A Sami continua praticando a tradicional remuneração por serviço em procedimentos como exames laboratoriais. Mas criou outros modelos de monetização no caso de consultas médicas e procedimentos cirúrgicos, para evitar ocupação desnecessária de leitos hospitalares. “O fee for service faz sentido para laboratórios, porque eles apenas executam os exames. O problema é quando esse modelo é aplicado por quem ganha com base na demanda, como um hospital. É como se você deixasse o dono do restaurante escolher qual prato você vai pedir”, disse Asseituno.

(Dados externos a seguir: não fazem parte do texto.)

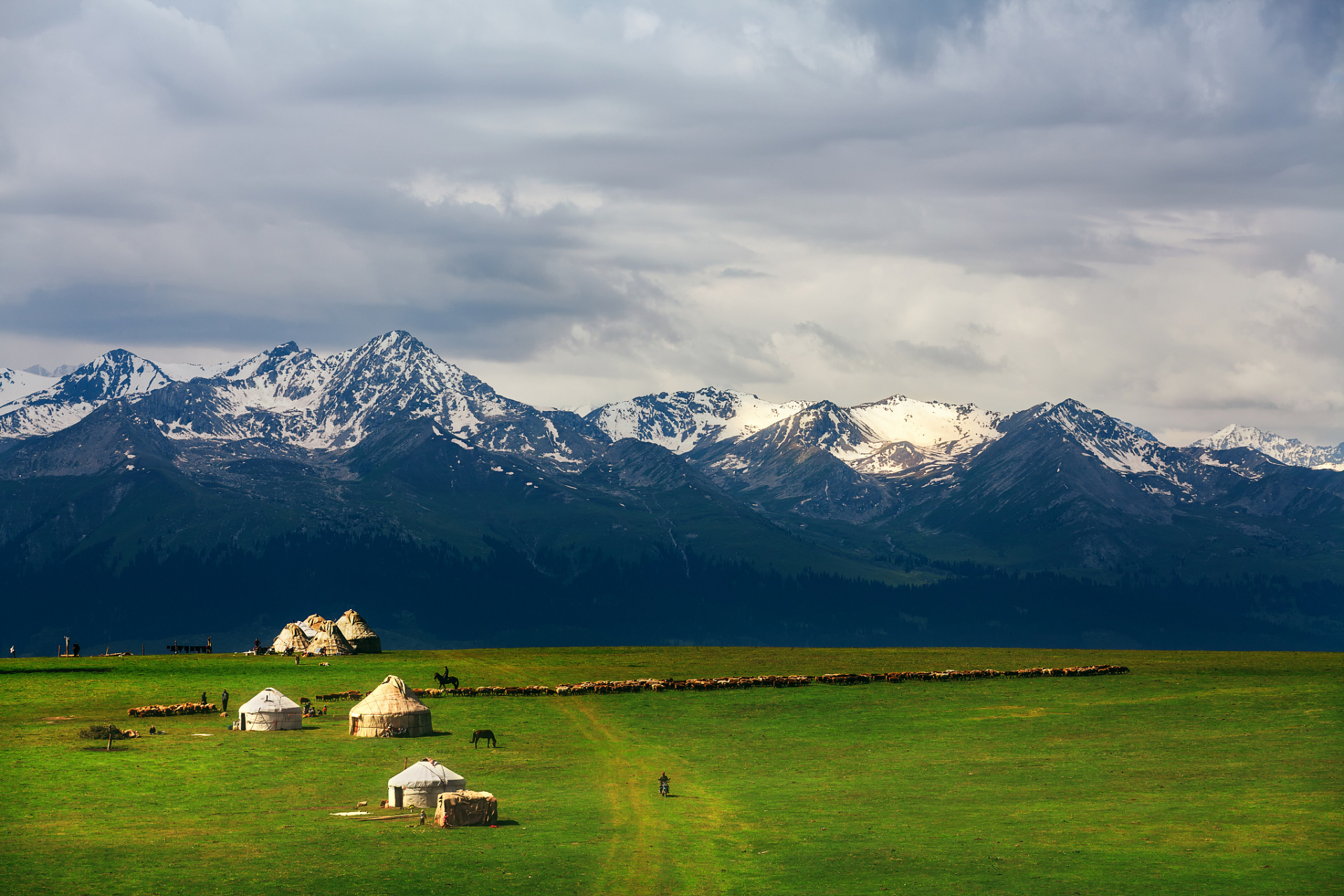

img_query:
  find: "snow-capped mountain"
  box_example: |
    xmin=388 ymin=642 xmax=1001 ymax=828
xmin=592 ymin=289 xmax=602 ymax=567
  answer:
xmin=0 ymin=367 xmax=57 ymax=407
xmin=1191 ymin=423 xmax=1344 ymax=469
xmin=144 ymin=330 xmax=602 ymax=465
xmin=584 ymin=386 xmax=809 ymax=454
xmin=0 ymin=348 xmax=172 ymax=440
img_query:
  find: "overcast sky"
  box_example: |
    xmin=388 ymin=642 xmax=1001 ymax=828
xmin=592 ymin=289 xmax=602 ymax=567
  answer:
xmin=0 ymin=0 xmax=1344 ymax=443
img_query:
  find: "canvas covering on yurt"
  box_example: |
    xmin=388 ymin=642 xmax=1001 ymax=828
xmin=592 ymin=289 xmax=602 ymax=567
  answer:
xmin=270 ymin=622 xmax=311 ymax=653
xmin=349 ymin=676 xmax=434 ymax=738
xmin=238 ymin=688 xmax=304 ymax=731
xmin=434 ymin=790 xmax=500 ymax=827
xmin=307 ymin=622 xmax=355 ymax=657
xmin=336 ymin=610 xmax=383 ymax=653
xmin=387 ymin=757 xmax=466 ymax=808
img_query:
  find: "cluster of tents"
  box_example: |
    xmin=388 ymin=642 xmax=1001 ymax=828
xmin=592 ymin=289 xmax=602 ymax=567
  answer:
xmin=270 ymin=610 xmax=383 ymax=657
xmin=238 ymin=676 xmax=434 ymax=738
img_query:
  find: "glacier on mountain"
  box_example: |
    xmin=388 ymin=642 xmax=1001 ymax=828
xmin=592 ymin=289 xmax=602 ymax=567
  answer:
xmin=1191 ymin=423 xmax=1344 ymax=470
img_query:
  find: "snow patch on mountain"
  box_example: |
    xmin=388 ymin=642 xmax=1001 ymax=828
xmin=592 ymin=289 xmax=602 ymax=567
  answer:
xmin=0 ymin=367 xmax=57 ymax=407
xmin=1191 ymin=423 xmax=1344 ymax=469
xmin=584 ymin=386 xmax=809 ymax=454
xmin=0 ymin=348 xmax=172 ymax=438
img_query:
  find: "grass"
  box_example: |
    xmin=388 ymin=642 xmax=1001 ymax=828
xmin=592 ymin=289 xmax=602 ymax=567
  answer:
xmin=0 ymin=648 xmax=1344 ymax=896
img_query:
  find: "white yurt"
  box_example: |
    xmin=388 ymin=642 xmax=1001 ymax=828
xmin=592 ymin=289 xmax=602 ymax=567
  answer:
xmin=238 ymin=688 xmax=304 ymax=731
xmin=387 ymin=756 xmax=466 ymax=808
xmin=349 ymin=676 xmax=434 ymax=738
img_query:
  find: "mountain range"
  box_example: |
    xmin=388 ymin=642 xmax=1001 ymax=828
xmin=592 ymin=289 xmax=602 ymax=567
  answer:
xmin=0 ymin=330 xmax=1344 ymax=655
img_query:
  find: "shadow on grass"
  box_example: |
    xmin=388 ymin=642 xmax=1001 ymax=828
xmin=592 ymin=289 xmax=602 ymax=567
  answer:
xmin=0 ymin=666 xmax=111 ymax=676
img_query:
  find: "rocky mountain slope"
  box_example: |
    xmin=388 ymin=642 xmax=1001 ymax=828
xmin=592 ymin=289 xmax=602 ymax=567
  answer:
xmin=0 ymin=330 xmax=1344 ymax=576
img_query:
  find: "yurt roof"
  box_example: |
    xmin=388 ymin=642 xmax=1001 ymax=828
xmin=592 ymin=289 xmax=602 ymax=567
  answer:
xmin=387 ymin=759 xmax=466 ymax=788
xmin=336 ymin=610 xmax=378 ymax=640
xmin=349 ymin=676 xmax=428 ymax=716
xmin=238 ymin=688 xmax=302 ymax=712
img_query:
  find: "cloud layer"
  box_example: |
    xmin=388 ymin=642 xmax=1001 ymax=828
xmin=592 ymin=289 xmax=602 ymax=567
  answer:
xmin=0 ymin=0 xmax=1344 ymax=442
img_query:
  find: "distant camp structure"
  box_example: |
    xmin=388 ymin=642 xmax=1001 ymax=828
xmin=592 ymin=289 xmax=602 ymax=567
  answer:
xmin=270 ymin=622 xmax=317 ymax=653
xmin=262 ymin=610 xmax=383 ymax=657
xmin=349 ymin=676 xmax=434 ymax=738
xmin=336 ymin=610 xmax=383 ymax=653
xmin=305 ymin=617 xmax=355 ymax=657
xmin=434 ymin=790 xmax=500 ymax=827
xmin=387 ymin=756 xmax=466 ymax=808
xmin=238 ymin=688 xmax=304 ymax=731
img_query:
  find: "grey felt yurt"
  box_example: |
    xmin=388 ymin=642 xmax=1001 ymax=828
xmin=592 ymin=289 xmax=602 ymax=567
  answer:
xmin=387 ymin=756 xmax=466 ymax=808
xmin=349 ymin=676 xmax=434 ymax=738
xmin=238 ymin=688 xmax=304 ymax=731
xmin=305 ymin=622 xmax=355 ymax=657
xmin=270 ymin=622 xmax=312 ymax=653
xmin=336 ymin=610 xmax=383 ymax=653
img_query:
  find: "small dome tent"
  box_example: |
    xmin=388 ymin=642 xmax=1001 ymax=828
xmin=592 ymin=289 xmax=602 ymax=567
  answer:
xmin=238 ymin=688 xmax=304 ymax=731
xmin=349 ymin=676 xmax=434 ymax=738
xmin=387 ymin=756 xmax=466 ymax=808
xmin=336 ymin=610 xmax=383 ymax=653
xmin=308 ymin=622 xmax=355 ymax=657
xmin=270 ymin=622 xmax=312 ymax=653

Além das discussões sobre monetização, os médicos e instituições de saúde deverão concordar em coletar dados precisos sobre seus pacientes. As informações são fundamentais para a Sami continuar aprimorando sua análise de performance – a startup afirma que está de acordo com a Lei Geral de Proteção de Dados (LGPD). A healthtech já tem parcerias com 20 instituições de saúde, como os hospitais Beneficência Portuguesa de São Paulo e Oswaldo Cruz.
A Sami atende a cidade de São Paulo e regiões próximas, como ABC, Guarulhos, Osasco e Taboão da Serra. A startup coordena o atendimento de 7 mil vidas atualmente. O crescimento anual foi de 70 vezes: eram apenas 100 vidas no começo de 2021.

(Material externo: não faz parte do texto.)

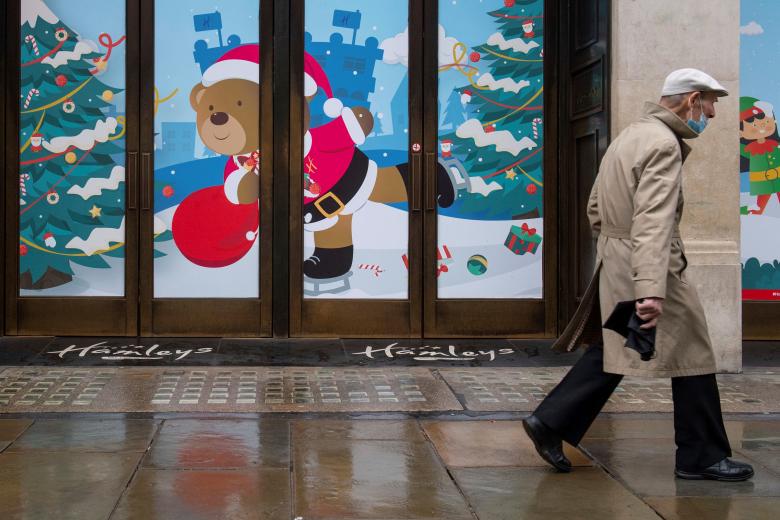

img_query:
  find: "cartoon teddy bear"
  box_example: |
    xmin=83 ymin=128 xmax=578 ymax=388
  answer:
xmin=171 ymin=44 xmax=260 ymax=267
xmin=303 ymin=53 xmax=455 ymax=279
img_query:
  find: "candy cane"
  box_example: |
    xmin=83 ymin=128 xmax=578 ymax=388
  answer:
xmin=358 ymin=264 xmax=385 ymax=278
xmin=531 ymin=117 xmax=544 ymax=139
xmin=24 ymin=34 xmax=41 ymax=56
xmin=24 ymin=88 xmax=41 ymax=108
xmin=19 ymin=173 xmax=30 ymax=197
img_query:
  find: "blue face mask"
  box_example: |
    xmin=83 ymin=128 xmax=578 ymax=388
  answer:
xmin=688 ymin=97 xmax=710 ymax=134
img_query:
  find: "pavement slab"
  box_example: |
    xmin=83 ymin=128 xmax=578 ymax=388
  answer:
xmin=111 ymin=468 xmax=291 ymax=520
xmin=422 ymin=421 xmax=593 ymax=468
xmin=0 ymin=451 xmax=142 ymax=520
xmin=453 ymin=468 xmax=658 ymax=520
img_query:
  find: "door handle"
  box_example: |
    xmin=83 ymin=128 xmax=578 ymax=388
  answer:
xmin=425 ymin=152 xmax=436 ymax=210
xmin=410 ymin=152 xmax=422 ymax=211
xmin=141 ymin=152 xmax=152 ymax=210
xmin=125 ymin=152 xmax=138 ymax=209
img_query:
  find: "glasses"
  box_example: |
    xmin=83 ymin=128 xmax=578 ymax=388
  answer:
xmin=745 ymin=112 xmax=766 ymax=124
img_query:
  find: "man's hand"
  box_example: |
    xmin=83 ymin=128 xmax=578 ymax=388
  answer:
xmin=636 ymin=298 xmax=664 ymax=329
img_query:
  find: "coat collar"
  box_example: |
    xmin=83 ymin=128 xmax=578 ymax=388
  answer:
xmin=645 ymin=101 xmax=699 ymax=161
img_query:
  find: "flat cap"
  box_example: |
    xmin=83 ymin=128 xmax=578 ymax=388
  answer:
xmin=661 ymin=69 xmax=729 ymax=97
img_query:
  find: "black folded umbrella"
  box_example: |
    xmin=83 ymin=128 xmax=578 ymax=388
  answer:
xmin=604 ymin=301 xmax=655 ymax=361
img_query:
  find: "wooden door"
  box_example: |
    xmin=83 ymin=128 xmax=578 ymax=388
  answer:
xmin=423 ymin=0 xmax=558 ymax=338
xmin=287 ymin=0 xmax=423 ymax=337
xmin=138 ymin=0 xmax=273 ymax=336
xmin=4 ymin=0 xmax=139 ymax=335
xmin=559 ymin=0 xmax=610 ymax=325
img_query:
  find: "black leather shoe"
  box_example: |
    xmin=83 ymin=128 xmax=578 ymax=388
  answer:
xmin=523 ymin=414 xmax=571 ymax=473
xmin=674 ymin=458 xmax=753 ymax=482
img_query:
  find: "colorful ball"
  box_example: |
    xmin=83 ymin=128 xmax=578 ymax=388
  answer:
xmin=466 ymin=255 xmax=487 ymax=276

Asseituno e Berardo receberam o primeiro investimento externo para a Sami em março de 2019. Os fundos Canary e Redpoint eventures aportaram US$ 1,3 milhão na startup de saúde, acompanhados de anjos como Paulo Veras (99), Sérgio Ricardo dos Santos (Amil) e Alan Warren (Oscar Health). Depois, receberam um aporte de R$ 86 milhões em outubro de 2020. O série A foi liderado pelos fundos Valor Capital Group e Monashees.
A Sami considera que a rodada de R$ 110 milhões é uma ponte entre esse série A e um futuro série B, que está planejado para o próximo ano. O aporte atual foi liderado pelo DN Capital, fundo inglês que investiu em negócios como RecargaPay e OLX. Participaram antigos investidores da Sami, como Monashees, Redpoint eventures, Valor Capital Group, Two Culture Capital e Ricardo Marino (Itaú). Novos investidores são os fundos Endeavor Scale-Up, Lakewood Capital e The Fund, além do investidor anjo Kevin Efrusy (Accel).

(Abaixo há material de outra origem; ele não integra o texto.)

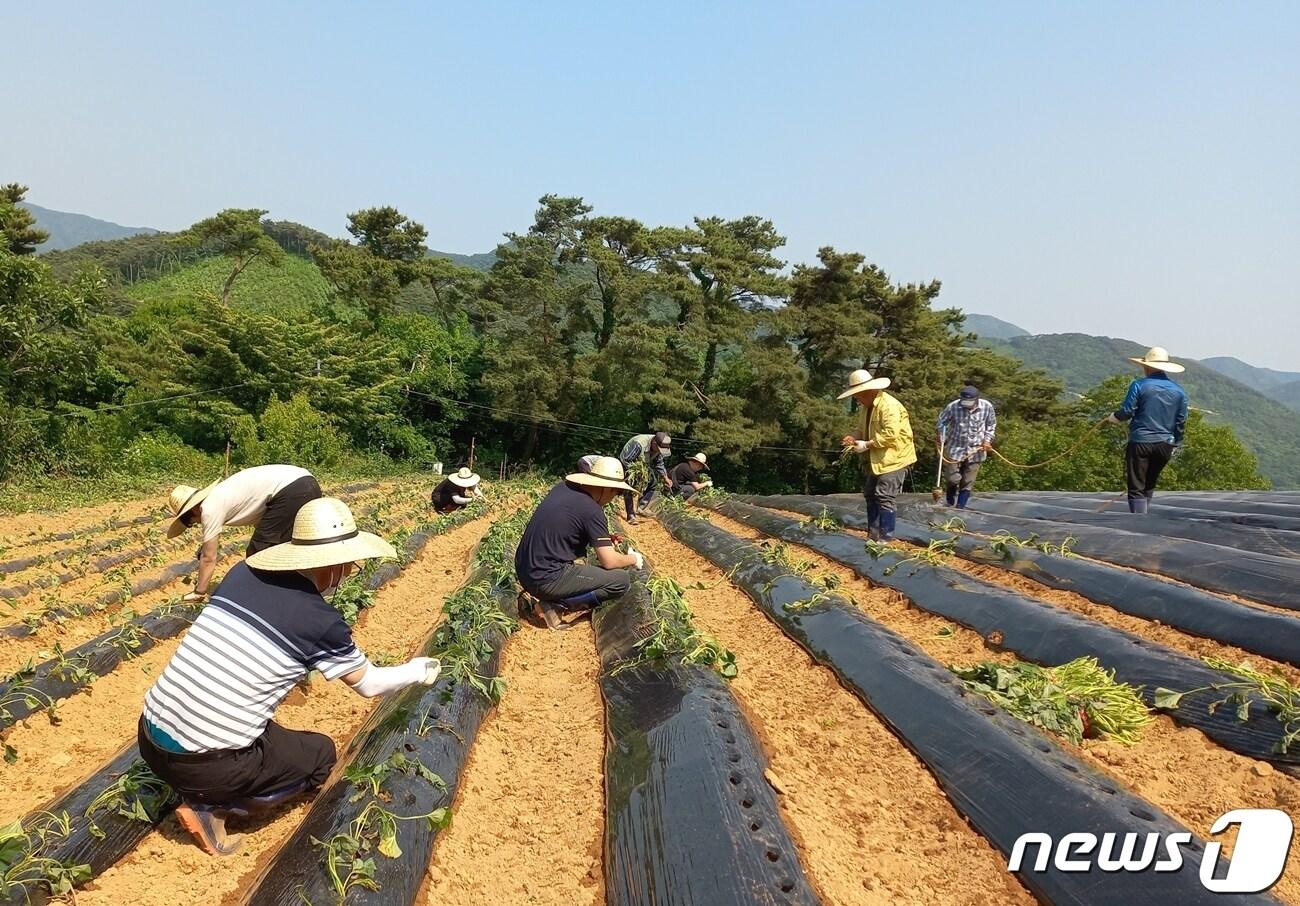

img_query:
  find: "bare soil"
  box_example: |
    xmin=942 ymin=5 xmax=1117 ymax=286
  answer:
xmin=710 ymin=513 xmax=1300 ymax=903
xmin=421 ymin=610 xmax=605 ymax=906
xmin=634 ymin=521 xmax=1035 ymax=906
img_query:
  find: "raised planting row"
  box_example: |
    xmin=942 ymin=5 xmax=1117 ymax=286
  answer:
xmin=976 ymin=493 xmax=1300 ymax=532
xmin=736 ymin=495 xmax=1300 ymax=667
xmin=650 ymin=504 xmax=1269 ymax=906
xmin=594 ymin=558 xmax=819 ymax=906
xmin=243 ymin=511 xmax=528 ymax=906
xmin=971 ymin=498 xmax=1300 ymax=565
xmin=898 ymin=504 xmax=1300 ymax=610
xmin=712 ymin=500 xmax=1300 ymax=773
xmin=0 ymin=507 xmax=504 ymax=902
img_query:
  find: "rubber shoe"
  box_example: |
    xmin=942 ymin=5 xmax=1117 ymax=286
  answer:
xmin=176 ymin=802 xmax=243 ymax=855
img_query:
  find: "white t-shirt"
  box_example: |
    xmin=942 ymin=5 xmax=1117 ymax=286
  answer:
xmin=203 ymin=465 xmax=311 ymax=542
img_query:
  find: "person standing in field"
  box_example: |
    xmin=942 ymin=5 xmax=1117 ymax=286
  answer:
xmin=619 ymin=432 xmax=672 ymax=525
xmin=839 ymin=368 xmax=917 ymax=541
xmin=668 ymin=454 xmax=714 ymax=500
xmin=429 ymin=465 xmax=484 ymax=515
xmin=137 ymin=497 xmax=439 ymax=855
xmin=1106 ymin=346 xmax=1187 ymax=515
xmin=935 ymin=385 xmax=997 ymax=510
xmin=166 ymin=464 xmax=321 ymax=602
xmin=515 ymin=456 xmax=645 ymax=629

“Os dois últimos anos mostraram como o setor de saúde no Brasil está carente de soluções capazes de otimizar processos, melhorar o atendimento aos usuários e aproximá-los dos profissionais da área. A Sami tem conquistado ótimos resultados e mostrado eficiência e um crescimento sustentável”, afirmou em comunicado Michael Nicklas, sócio do Valor Capital Group.
A Sami usará os novos recursos para crescimento, tecnologia e contratações. O objetivo é crescer entre três e quatro vezes no próximo ano, atendendo de 21 mil a 28 mil vidas. Em tecnologia, a Sami está investindo em frentes como aplicativo, chatbot, análise de dados clínicos dos usuários e automação de processos. Por fim, a startup espera ir dos atuais 400 funcionários para 800 a 1.000 até o final de 2022. A depender da quantidade de brasileiros sem um plano de saúde, a Sami ainda tem muitas vidas para administrar.